Mandatory ‘Gender Training’ for Senior EU Officials?

EDW
September 9, 2014

The European Parliament’s corridors are crowded again after the summer vacation and the first committee sessions have already taken place last week. While members have been mostly occupied with polite welcoming speeches, setting up meeting calendars and budget reviews, there has also been a push for more ‘gender thinking’ among the EU’s top level executives. The newly constituted Women’s Committee of the European Parliament opened the year by pushing for mandatory gender training and gender-oriented senior spots inside the Directorates-General (DGs).

Focusing on a post-2015 framework for gender equality policy in foreign affairs and development cooperation, the Committee came up with four specific recommendations for DGs to engage the Commission as a real promoter of gender equality policies. As they approach the 2015 deadline for the Millennium Development Goals (MDGs), international organizations — in mutual cooperation with civil society — are currently redefining them for a post-2015 agenda formed around 17 new Sustainable Development Goals (SDGs). These would range from poverty and hunger eradication to the achievement of gender equality and the empowerment of all women and girls.

The recommendations include mandatory gender training for senior staff in order to achieve “real equality” within the European Commission. As usual, the content of such gender training is left unclear. ‘Gender theory’ goes far beyond the equality between men and women and, as a matter of fact, denies altogether that a human being is either a man or a woman but rather a ‘neutral being’ with a fluid gender identity. In fact, according to the gender options offered by online social networking service Facebook, users can choose today from 54 other gender identities besides male and female.

What would mandatory gender training for EU officials mean? Would it be necessary to show affirmation of ‘gender thinking’ in order to get to senior positions at the Commission? Would an expression of any kind of disagreement with the dominant mainstream result in disciplinary action against an ‘old-fashioned’ official who still thinks that we are all born men and women? Would a qualified person be prevented from a job promotion for that very reason?

There is no common agreement within the EU on how gender equality should or should not be understood. Therefore, far-reaching claims like this one require an open and honest debate about the content of such proposed programs.

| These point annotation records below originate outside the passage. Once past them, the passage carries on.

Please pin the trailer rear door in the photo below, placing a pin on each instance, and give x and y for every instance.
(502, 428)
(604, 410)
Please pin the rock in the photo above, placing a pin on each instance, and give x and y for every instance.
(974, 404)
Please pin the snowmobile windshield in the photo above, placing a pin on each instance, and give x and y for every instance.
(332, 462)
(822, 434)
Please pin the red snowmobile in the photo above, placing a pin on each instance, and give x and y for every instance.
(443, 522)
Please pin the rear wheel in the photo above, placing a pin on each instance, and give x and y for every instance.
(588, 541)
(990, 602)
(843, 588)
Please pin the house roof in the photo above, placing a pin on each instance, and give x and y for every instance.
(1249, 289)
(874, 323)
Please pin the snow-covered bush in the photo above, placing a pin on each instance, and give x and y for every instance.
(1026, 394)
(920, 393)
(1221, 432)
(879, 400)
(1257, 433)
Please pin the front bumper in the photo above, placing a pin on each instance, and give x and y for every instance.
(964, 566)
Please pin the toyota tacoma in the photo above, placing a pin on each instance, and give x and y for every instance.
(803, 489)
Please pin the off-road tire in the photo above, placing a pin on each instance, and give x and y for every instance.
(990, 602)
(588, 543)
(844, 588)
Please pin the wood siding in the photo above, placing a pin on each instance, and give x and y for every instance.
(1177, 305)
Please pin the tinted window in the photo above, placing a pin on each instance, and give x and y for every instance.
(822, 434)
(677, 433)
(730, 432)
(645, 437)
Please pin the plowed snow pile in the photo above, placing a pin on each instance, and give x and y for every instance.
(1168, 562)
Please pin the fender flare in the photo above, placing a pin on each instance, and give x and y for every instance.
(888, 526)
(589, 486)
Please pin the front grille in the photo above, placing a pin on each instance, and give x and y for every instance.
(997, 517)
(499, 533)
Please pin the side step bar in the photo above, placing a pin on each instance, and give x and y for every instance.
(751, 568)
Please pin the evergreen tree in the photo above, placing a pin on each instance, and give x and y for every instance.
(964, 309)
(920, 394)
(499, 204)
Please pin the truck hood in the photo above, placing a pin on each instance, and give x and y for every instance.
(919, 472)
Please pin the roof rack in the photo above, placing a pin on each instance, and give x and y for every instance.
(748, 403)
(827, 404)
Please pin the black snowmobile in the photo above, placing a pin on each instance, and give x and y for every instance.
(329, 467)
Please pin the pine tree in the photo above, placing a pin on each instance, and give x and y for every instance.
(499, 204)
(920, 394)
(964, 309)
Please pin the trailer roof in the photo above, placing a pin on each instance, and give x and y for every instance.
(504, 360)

But gender training for existing EU officials is not enough for the new Women’s Committee.   In addition, they want senior posts to be given to persons with ‘gender expertise’. This again is a vague concept. How will a person be known to have ‘gender-expertise’? It can hardly mean that a candidate for the post of Head of Unit, for example, must have read all of Judith Butler’s books! But would a candidate for a senior post at the Commission be required to agree and approve of ‘gender theory’? What would weigh more: his or her qualifications for such a position or his or her approval of ‘gender theory’?

None of this suffices for the Women’s Committee. Headquarters and delegations, too, shall henceforth hire what the Committee is calling Gender Focal Persons (GFPs). These GFPs will work full-time on gender issues such as women’s empowerment and gender equality.

In recent statements, Iratxe Garcia, Chair of the Women’s Committee, seemed upset with the idea of a European Commission with “just 7 possible female commissioner candidates”. “Is that the Commission we want?” she asked to an audience.

European Dignity Watch will be pushing for clarification of these vague concepts and the content of such proposals. We will ask for descriptions of the real implications and possible consequences of the implementation of the Committee’s recommendations — and will call for a person-centred approach, not an ideological litmus test, in the definition of the Commission’s equality agenda.